Special Circumstances — VBAC, GBS, First Baby, and More
Not every pregnancy fits neatly into the “low-risk” box, and that doesn’t always mean home water birth is off the table. Some situations require a more detailed conversation with your midwife, weighing evidence against individual circumstances. Here’s what the evidence says about the most common grey areas.
After a previous caesarean (VBAC)
VBAC — vaginal birth after caesarean — in water at home is possible, but it sits in a space where evidence, guidelines, and individual risk all intersect.
The primary concern is uterine rupture: the previous scar separating during labour. The risk is low — approximately 0.2–0.7% for women with one previous lower-segment caesarean and spontaneous labour. That’s roughly 1 in 200 at the upper end. But if it happens, it’s an emergency requiring immediate surgical intervention, which isn’t available at home.
Most guidelines recommend VBAC takes place in a hospital with continuous monitoring and immediate access to theatre. However, some experienced home birth midwives do attend VBAC at home with strict criteria: one previous caesarean only, lower-segment scar, no other risk factors, spontaneous labour, and a clear transfer plan.
Water itself doesn’t increase or decrease the risk of uterine rupture — the question is about birth location, not the pool. This is a decision that requires detailed, honest conversation with your midwife. It’s not a standard recommendation, and anyone who tells you it’s simple in either direction isn’t giving you the full picture.
GBS-positive
Group B Streptococcus colonisation is found in approximately 20–30% of women. Most carry the bacteria without symptoms. The concern is transmission to the baby during birth, which can cause early-onset neonatal sepsis — rare (approximately 0.5 per 1,000 births without treatment) but serious.
The standard hospital protocol is intravenous antibiotics during labour, which reduces the risk by about 80%. Some home birth midwives can administer IV antibiotics at home; others can’t, depending on their scope of practice.
The important thing to know: water doesn’t change the GBS risk profile. The POOL study found no elevated neonatal infection rates among women who gave birth in water. GBS exposure happens during passage through the birth canal, not from the pool water. And if you’re receiving IV antibiotics, the line sits in your arm above the waterline — being in the pool doesn’t prevent treatment.
The decision depends on whether your midwife can administer antibiotics at home, your understanding of the risk with and without treatment, and whether you have additional risk factors. Some women decline antibiotics after informed discussion. That’s their right — but the numbers should be discussed explicitly, not vaguely.
Gestational diabetes
This depends on how it’s managed.
Diet-controlled gestational diabetes — no medication needed, blood sugars within range — is a relative contraindication. It doesn’t automatically exclude home birth, but it needs individual assessment. Your baby’s estimated size, your blood sugar control throughout pregnancy, and your midwife’s experience all factor in.
Gestational diabetes requiring insulin or metformin is generally considered a contraindication. These women are at higher risk for a large baby, shoulder dystocia, and neonatal low blood sugar — complications better managed in a clinical setting with immediate paediatric support.
Water birth itself doesn’t change the diabetes picture — this is a home-versus-hospital question.

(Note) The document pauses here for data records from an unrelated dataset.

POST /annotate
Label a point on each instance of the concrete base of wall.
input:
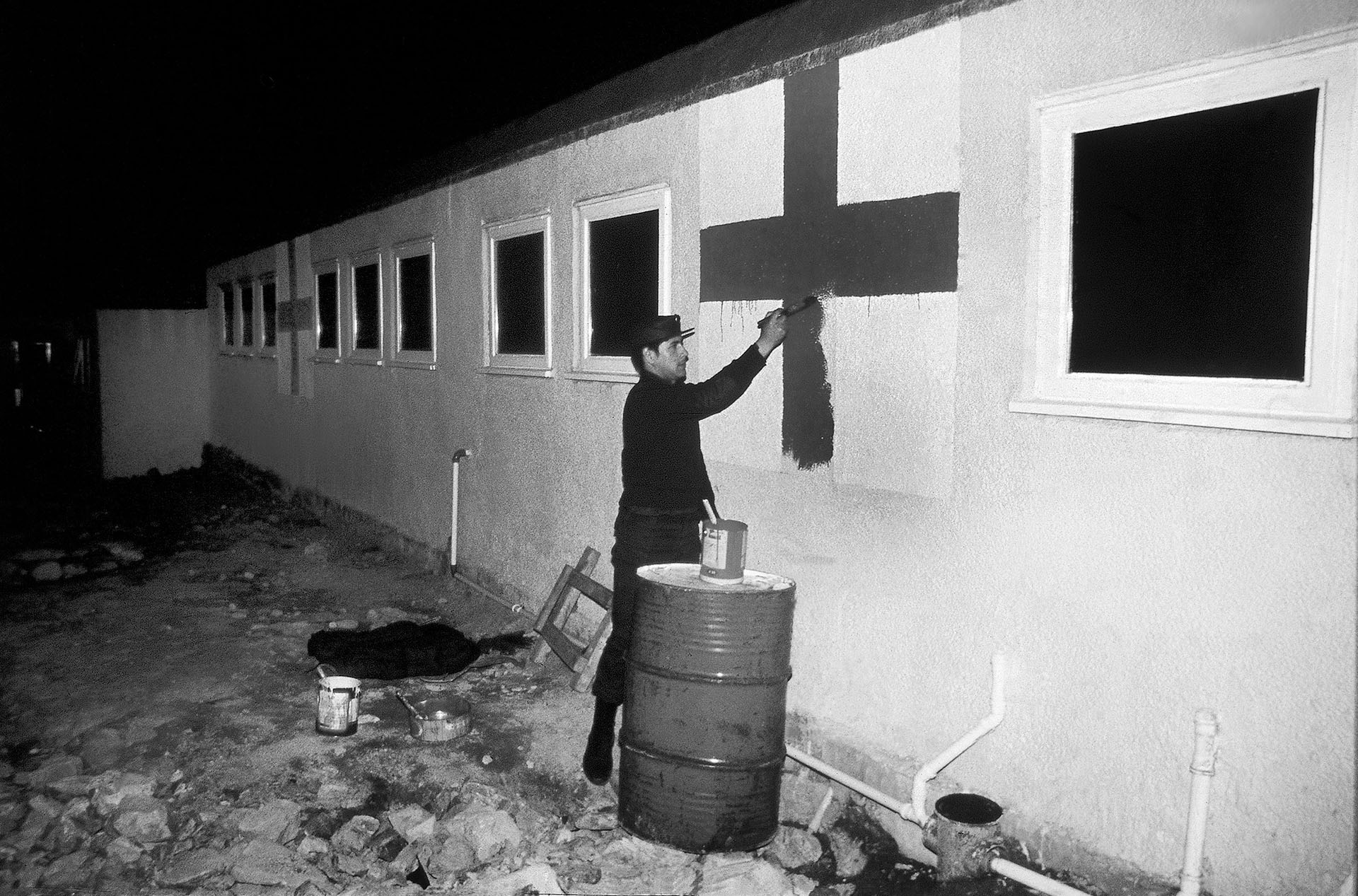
(432, 558)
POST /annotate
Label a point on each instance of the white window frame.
(242, 347)
(267, 351)
(416, 359)
(329, 267)
(503, 361)
(1323, 402)
(602, 367)
(228, 299)
(351, 330)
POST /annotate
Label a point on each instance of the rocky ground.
(158, 726)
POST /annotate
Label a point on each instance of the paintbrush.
(796, 307)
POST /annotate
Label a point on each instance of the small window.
(366, 307)
(227, 292)
(622, 250)
(248, 323)
(414, 303)
(518, 289)
(269, 311)
(1191, 235)
(327, 310)
(1191, 242)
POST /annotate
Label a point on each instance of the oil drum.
(702, 731)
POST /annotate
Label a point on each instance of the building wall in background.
(153, 388)
(1130, 572)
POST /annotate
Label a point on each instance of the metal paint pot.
(702, 729)
(965, 832)
(337, 704)
(723, 552)
(439, 718)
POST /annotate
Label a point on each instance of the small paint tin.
(337, 705)
(723, 552)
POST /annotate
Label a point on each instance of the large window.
(414, 303)
(366, 307)
(1194, 260)
(622, 257)
(327, 310)
(518, 296)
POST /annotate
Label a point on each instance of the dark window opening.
(228, 313)
(246, 314)
(416, 303)
(624, 279)
(1191, 242)
(327, 310)
(521, 264)
(367, 307)
(269, 299)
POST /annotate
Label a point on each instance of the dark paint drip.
(808, 420)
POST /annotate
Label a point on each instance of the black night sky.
(149, 143)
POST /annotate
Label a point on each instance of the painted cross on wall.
(897, 246)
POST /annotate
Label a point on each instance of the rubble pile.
(156, 728)
(66, 830)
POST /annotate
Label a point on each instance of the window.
(269, 314)
(327, 310)
(1190, 264)
(622, 264)
(248, 314)
(227, 293)
(366, 307)
(518, 296)
(414, 303)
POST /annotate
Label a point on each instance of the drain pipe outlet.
(1204, 767)
(986, 726)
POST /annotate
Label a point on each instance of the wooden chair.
(580, 656)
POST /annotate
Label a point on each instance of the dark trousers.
(640, 540)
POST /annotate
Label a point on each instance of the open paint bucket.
(723, 552)
(337, 704)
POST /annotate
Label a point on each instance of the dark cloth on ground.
(664, 482)
(407, 649)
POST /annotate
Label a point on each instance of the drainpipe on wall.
(453, 540)
(1204, 767)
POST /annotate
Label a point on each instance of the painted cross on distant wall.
(900, 246)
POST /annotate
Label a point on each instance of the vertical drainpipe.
(1204, 767)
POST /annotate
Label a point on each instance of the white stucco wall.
(153, 386)
(1130, 572)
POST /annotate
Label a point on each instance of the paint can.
(723, 552)
(337, 705)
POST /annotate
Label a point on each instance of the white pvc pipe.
(1033, 879)
(1202, 767)
(853, 784)
(986, 726)
(453, 540)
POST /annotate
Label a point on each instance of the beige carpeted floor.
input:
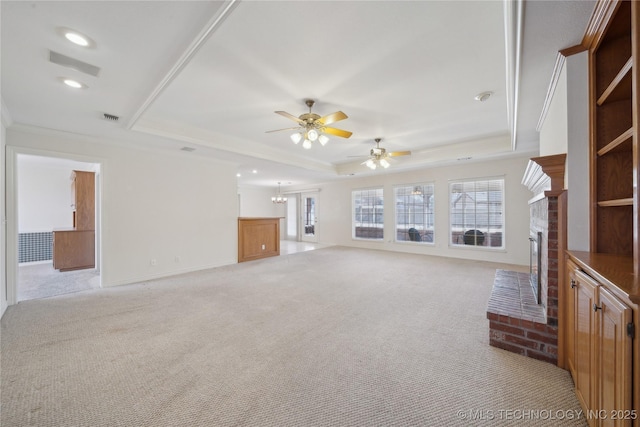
(40, 280)
(331, 337)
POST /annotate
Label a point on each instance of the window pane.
(414, 213)
(476, 213)
(368, 214)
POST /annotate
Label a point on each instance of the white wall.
(44, 193)
(3, 217)
(554, 133)
(334, 200)
(177, 209)
(566, 130)
(578, 152)
(256, 202)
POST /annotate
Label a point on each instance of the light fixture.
(76, 38)
(483, 96)
(308, 137)
(374, 163)
(73, 83)
(279, 198)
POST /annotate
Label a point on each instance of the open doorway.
(45, 203)
(309, 214)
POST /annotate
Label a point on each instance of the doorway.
(42, 198)
(309, 217)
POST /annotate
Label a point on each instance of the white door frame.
(303, 236)
(12, 210)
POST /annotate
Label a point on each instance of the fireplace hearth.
(519, 321)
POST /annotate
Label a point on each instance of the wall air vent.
(66, 61)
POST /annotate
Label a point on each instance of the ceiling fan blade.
(337, 132)
(333, 117)
(399, 153)
(289, 116)
(278, 130)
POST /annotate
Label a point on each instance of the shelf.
(618, 143)
(616, 202)
(620, 87)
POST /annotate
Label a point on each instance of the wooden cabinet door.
(614, 359)
(586, 291)
(570, 316)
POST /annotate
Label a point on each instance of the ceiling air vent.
(67, 61)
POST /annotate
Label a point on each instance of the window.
(414, 213)
(476, 212)
(368, 214)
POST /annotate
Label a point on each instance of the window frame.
(427, 233)
(491, 234)
(357, 193)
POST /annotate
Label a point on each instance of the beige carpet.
(331, 337)
(40, 280)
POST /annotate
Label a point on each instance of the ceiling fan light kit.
(313, 127)
(378, 156)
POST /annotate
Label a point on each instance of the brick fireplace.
(519, 321)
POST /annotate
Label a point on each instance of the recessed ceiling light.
(483, 96)
(73, 83)
(77, 39)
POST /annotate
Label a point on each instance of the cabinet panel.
(586, 290)
(570, 342)
(614, 356)
(258, 238)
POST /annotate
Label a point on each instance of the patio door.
(309, 219)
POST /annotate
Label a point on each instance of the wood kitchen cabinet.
(602, 294)
(258, 238)
(603, 335)
(74, 248)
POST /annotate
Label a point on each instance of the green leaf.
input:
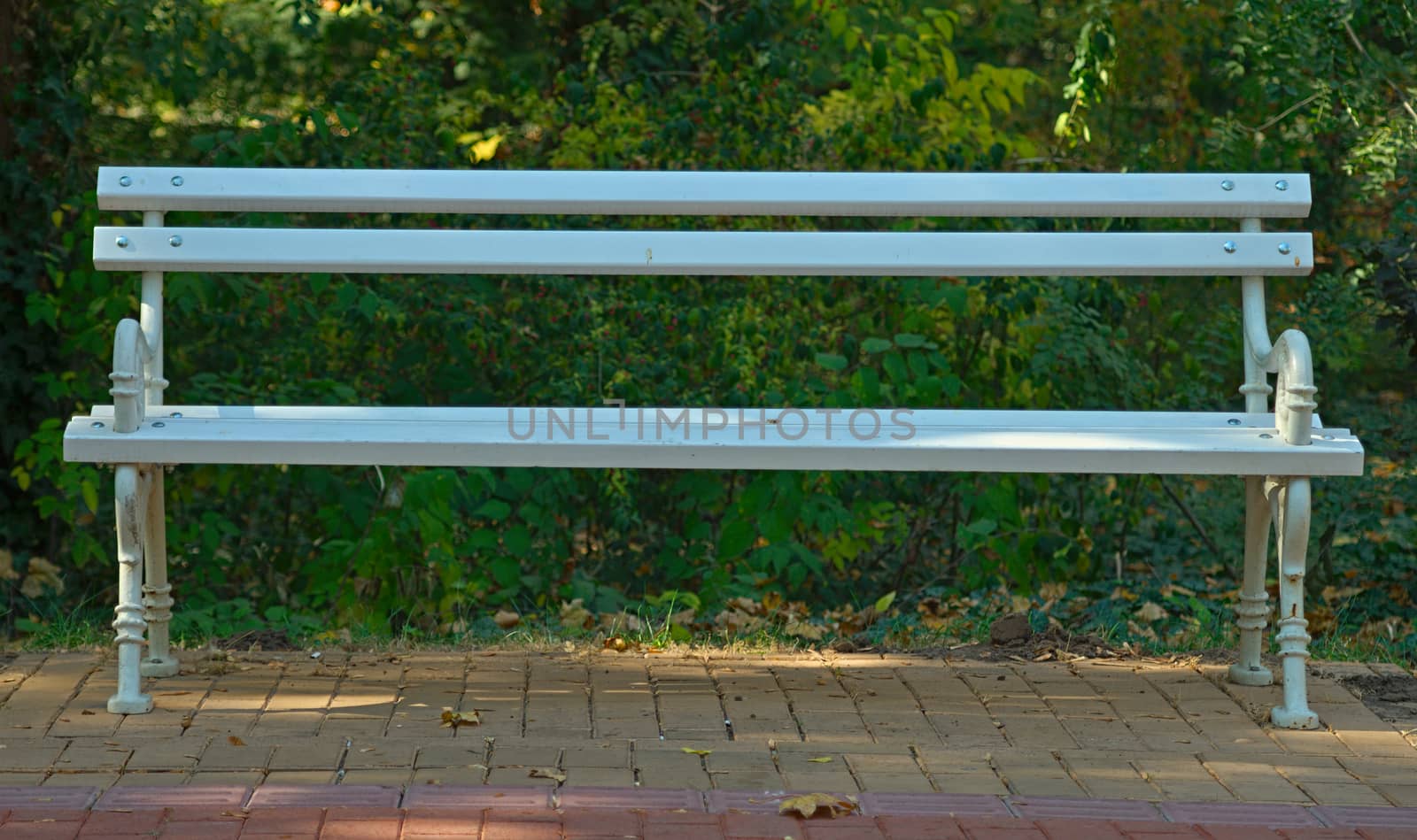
(493, 509)
(89, 495)
(831, 360)
(736, 538)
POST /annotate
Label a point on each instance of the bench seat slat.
(701, 252)
(701, 193)
(954, 441)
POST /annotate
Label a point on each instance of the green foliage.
(678, 84)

Find out about renting a birth pool for your home water birth
Over 35
“Advanced maternal age” is a statistical risk factor, not a clinical condition. Women over 35 have higher rates of certain complications on average, but those statistics are driven partly by the higher prevalence of pre-existing conditions in older age groups, not by age alone.

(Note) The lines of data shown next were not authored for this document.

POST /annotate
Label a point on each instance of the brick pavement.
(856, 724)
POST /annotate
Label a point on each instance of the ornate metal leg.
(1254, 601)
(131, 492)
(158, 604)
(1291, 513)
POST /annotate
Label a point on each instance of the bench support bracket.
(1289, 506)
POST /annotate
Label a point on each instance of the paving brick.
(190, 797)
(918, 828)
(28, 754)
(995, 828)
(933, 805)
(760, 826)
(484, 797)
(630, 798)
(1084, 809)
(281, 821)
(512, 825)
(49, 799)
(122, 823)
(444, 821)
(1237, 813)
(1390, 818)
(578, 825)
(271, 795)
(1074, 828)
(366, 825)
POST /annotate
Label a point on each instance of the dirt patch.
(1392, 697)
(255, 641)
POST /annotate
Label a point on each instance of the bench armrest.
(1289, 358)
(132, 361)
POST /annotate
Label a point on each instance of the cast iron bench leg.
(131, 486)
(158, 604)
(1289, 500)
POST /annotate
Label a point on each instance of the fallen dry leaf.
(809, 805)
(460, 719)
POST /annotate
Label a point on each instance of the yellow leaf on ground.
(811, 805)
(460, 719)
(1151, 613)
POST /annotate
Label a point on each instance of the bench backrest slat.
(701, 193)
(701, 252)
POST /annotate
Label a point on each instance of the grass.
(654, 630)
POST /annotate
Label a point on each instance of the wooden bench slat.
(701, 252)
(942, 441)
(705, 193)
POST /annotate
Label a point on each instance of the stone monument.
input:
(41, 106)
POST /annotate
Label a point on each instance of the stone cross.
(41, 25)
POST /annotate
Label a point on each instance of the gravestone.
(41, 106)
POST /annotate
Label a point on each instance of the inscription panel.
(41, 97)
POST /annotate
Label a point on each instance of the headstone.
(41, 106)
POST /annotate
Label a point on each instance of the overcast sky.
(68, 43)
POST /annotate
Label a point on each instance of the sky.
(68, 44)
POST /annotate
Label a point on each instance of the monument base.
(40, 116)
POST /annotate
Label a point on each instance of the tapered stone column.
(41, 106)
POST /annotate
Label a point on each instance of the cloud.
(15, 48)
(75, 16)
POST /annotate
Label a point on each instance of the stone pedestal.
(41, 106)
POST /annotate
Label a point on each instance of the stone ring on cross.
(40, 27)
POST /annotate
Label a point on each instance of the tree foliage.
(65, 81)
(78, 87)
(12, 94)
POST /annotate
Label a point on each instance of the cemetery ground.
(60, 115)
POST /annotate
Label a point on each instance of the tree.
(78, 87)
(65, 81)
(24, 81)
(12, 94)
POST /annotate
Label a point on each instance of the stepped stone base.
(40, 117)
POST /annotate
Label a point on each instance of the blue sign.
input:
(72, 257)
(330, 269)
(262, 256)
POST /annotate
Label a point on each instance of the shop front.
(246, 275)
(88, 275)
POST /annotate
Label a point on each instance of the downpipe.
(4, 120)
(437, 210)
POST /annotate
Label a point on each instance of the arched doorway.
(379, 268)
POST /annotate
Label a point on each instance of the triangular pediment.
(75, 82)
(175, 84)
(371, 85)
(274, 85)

The Birthplace study included women over 35 and did not find that age alone was associated with worse outcomes for planned home birth, once other risk factors were controlled for. NICE guidelines don’t list age as a contraindication — they assess risk based on clinical factors, not demographics.
A healthy 38-year-old with an uncomplicated pregnancy is still a low-risk candidate. Most home birth midwives assess women over 35 individually. Over 40, some apply additional caution, but it remains an individual assessment, not a blanket exclusion.
First baby
We’ve written a full article on this myth — the short version is that it’s not too risky for a first baby, but the experience is statistically different. Transfer rates are higher (about 45% versus 12% for second-time mothers), mostly driven by slow progress rather than emergencies. The guidelines don’t say don’t do it — they say know the numbers and prepare for both possibilities.
→ Myth: It’s Too Risky for a First Baby
The common thread
None of these situations have a simple yes-or-no answer. They all require conversation, evidence, and individual assessment. That’s not a weakness of the system — it’s how good maternity care works. Your midwife is the person to have these conversations with, and the earlier you start them, the more time you have to make a decision you’re confident in.